HOUSTON — Houston firefighters have agreed to resume negotiations towards the implementation of Proposition B with the Mayor Sylvester Turner -- but with conditions.
Houston Professional Fire Fighters Association president Marty Lancton and the union's legal advisor Troy Blakeney met with the mayor and his team.
They said the union provided the mayor with a letter regarding future negotiations to implement Prop B over the course of three and half years.
“1. Any agreement with the City of Houston, subject to the final approval of the HPFFA membership, would be ratified though a CBS (collective bargaining agreement);
“2. Based on the provision to us by the City of complete access to the City financial and budget information, the City will implement complete parity with HPD, including both base pay and incentives, and;
“3. The City agrees that no firefighter layoffs or reduction of fire and EMS services would occur before, during or after implementation.”
Mayor Turner sent a reply to Lancton Friday afternoon after their meeting a few hours earlier. The following is the letter in full:
I invited you to meet with me today to discuss phasing in Prop B. We talked about possible common ground, and we agreed to meet again next week to allow the City to do some additional work.
At the end of our meeting, you delivered a copy of a letter. I now know that you had prepared and publicized the letter before our meeting, without the benefit of our discussion. The letter is not consistent with our discussions.
While I think such "tactics" are not helpful, I will nevertheless be prepared to meet again next week.
I hope you will refrain from further steps that will undermine my effort to find common ground.
As I have said repeatedly, I do not want to lay off anyone. This requires your agreement on a path forward that the City can afford.
Earlier this month, 67 HFD cadets were sent 60-day layoff notifications as a result of Prop. B.
Voters approved the law last November to make firefighter salaries comparable to their counterparts at the Houston Police Department.
Turner, however, has cautioned that Prop B did not come with a funding source and said it would cost the city $80 million to implement the 29-percent firefighter pay raises.
The mayor said layoffs and service reductions would be necessary if Prop B could not be implemented in phases.
Turner said he offered the union both a five-year and 3 1/2-year phase-in option.
This week, 47 municipal workers were expected to receive notices.

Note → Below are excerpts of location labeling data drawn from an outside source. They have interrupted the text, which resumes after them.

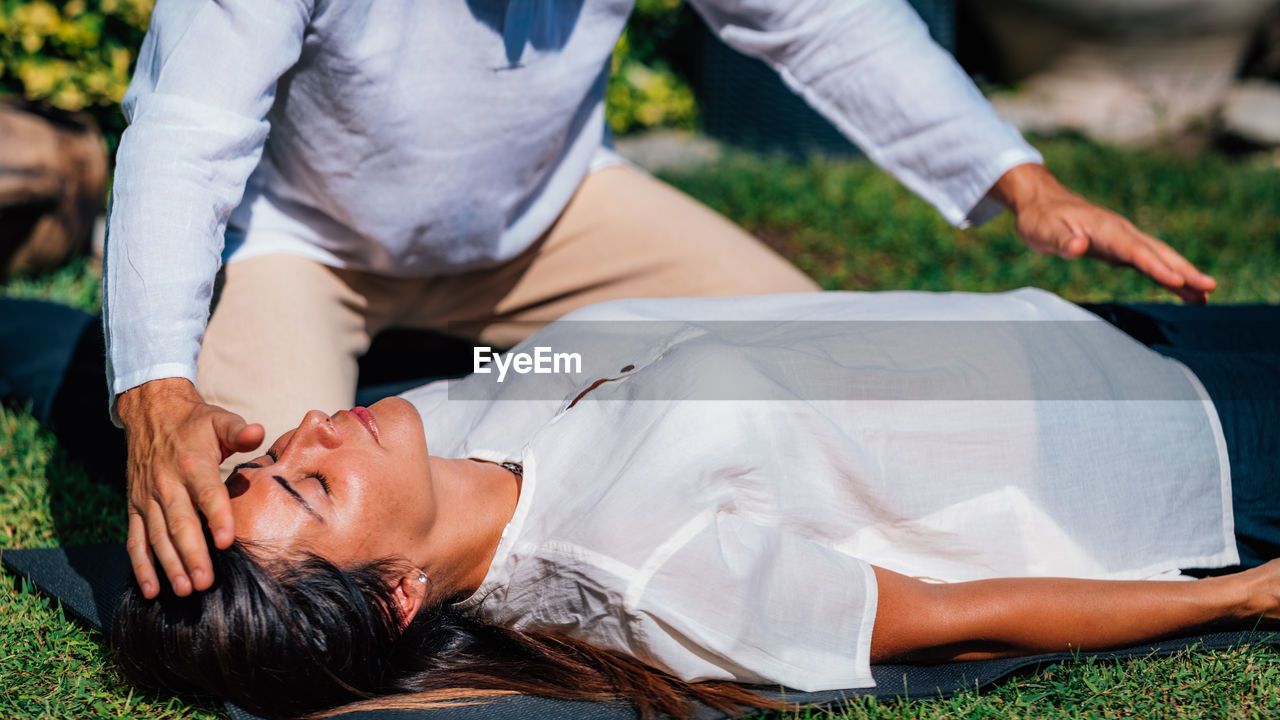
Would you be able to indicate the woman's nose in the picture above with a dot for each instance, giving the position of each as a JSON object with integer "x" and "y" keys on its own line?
{"x": 318, "y": 427}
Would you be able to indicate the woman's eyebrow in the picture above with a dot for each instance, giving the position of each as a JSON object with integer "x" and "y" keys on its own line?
{"x": 296, "y": 496}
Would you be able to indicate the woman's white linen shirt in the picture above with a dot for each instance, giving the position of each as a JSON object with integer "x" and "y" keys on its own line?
{"x": 411, "y": 137}
{"x": 734, "y": 538}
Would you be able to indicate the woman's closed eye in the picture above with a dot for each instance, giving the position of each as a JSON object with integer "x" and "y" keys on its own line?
{"x": 321, "y": 479}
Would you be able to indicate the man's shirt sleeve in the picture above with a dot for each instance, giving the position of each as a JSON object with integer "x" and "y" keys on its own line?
{"x": 205, "y": 80}
{"x": 871, "y": 68}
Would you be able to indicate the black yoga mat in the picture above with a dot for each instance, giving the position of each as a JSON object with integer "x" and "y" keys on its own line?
{"x": 88, "y": 580}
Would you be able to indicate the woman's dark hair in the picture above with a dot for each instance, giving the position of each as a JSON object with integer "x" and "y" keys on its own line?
{"x": 301, "y": 637}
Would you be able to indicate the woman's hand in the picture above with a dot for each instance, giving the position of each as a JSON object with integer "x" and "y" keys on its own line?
{"x": 1054, "y": 220}
{"x": 1261, "y": 589}
{"x": 1011, "y": 616}
{"x": 176, "y": 443}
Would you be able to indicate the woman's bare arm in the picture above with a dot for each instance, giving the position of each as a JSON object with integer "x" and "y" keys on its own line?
{"x": 1002, "y": 618}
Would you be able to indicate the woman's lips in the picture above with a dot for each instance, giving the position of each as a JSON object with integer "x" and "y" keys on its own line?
{"x": 366, "y": 418}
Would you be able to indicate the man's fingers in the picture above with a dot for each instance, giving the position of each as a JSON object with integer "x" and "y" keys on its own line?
{"x": 1148, "y": 261}
{"x": 1074, "y": 246}
{"x": 188, "y": 538}
{"x": 1191, "y": 273}
{"x": 236, "y": 434}
{"x": 158, "y": 533}
{"x": 140, "y": 556}
{"x": 215, "y": 502}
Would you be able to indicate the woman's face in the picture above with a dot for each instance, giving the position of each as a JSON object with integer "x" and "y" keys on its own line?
{"x": 351, "y": 487}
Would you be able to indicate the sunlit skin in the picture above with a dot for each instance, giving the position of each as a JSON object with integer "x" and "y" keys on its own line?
{"x": 388, "y": 497}
{"x": 385, "y": 497}
{"x": 177, "y": 440}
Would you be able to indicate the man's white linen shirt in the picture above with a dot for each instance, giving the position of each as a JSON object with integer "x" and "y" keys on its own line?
{"x": 714, "y": 506}
{"x": 412, "y": 137}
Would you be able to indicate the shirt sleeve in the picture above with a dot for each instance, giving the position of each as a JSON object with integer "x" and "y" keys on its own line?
{"x": 205, "y": 80}
{"x": 871, "y": 68}
{"x": 749, "y": 602}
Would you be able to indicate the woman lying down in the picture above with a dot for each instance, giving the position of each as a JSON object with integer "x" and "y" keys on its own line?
{"x": 849, "y": 478}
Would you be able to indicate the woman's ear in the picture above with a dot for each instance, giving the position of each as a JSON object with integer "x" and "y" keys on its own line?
{"x": 410, "y": 593}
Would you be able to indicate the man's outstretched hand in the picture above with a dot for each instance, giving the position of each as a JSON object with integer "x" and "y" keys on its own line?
{"x": 176, "y": 443}
{"x": 1054, "y": 220}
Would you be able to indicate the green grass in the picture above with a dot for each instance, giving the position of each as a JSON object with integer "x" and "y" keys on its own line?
{"x": 851, "y": 228}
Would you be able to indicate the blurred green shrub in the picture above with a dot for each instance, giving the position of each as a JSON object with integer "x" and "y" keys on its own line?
{"x": 80, "y": 54}
{"x": 644, "y": 90}
{"x": 73, "y": 54}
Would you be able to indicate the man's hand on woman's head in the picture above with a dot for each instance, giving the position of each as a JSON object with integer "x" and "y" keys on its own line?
{"x": 176, "y": 443}
{"x": 1054, "y": 220}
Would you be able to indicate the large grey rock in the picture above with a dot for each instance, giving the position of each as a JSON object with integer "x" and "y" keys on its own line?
{"x": 53, "y": 181}
{"x": 668, "y": 150}
{"x": 1252, "y": 112}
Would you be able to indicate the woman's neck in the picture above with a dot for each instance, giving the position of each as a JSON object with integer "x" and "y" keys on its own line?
{"x": 476, "y": 500}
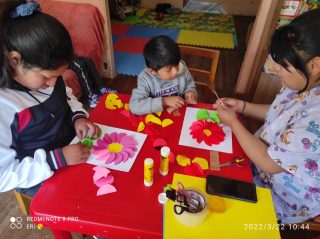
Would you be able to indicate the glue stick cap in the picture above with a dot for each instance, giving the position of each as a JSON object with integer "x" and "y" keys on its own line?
{"x": 162, "y": 198}
{"x": 165, "y": 151}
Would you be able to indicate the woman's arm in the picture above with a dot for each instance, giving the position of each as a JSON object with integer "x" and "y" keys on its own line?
{"x": 255, "y": 149}
{"x": 257, "y": 111}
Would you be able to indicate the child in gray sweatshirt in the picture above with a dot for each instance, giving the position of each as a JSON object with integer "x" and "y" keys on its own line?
{"x": 165, "y": 82}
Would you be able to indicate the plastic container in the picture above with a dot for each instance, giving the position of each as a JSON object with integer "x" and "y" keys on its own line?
{"x": 148, "y": 171}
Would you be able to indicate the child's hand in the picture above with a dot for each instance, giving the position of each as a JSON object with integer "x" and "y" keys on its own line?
{"x": 173, "y": 101}
{"x": 190, "y": 97}
{"x": 76, "y": 153}
{"x": 226, "y": 114}
{"x": 233, "y": 104}
{"x": 85, "y": 128}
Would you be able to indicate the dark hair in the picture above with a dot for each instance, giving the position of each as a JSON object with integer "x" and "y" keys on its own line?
{"x": 161, "y": 51}
{"x": 297, "y": 43}
{"x": 40, "y": 39}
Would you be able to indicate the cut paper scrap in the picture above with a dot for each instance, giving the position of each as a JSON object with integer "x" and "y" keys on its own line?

And on April 17, City Council will vote on layoffs of first responders, Turner said.
“Nobody wants to see public employee layoffs, but just like hard-working Houston families, the city must live within its means and reduce expenses to pay its bills when income is limited,” Turner said. “There’s no magic wand we can use to make financial challenges disappear.”
The fire union has been critical of the mayor in public statements.
Responding to the layoffs last week, the union representatives said the decision reflects Turner's "ineptitude, egotism, and a new depth of his vindictiveness."
The cadets had finished training but had not been sworn in yet. These same cadets filed a federal complaint against Mayor Turner and Chief Sam Pena last month citing discrimination and retaliation. Because they had not been sworn in, council approval is not needed for the layoffs.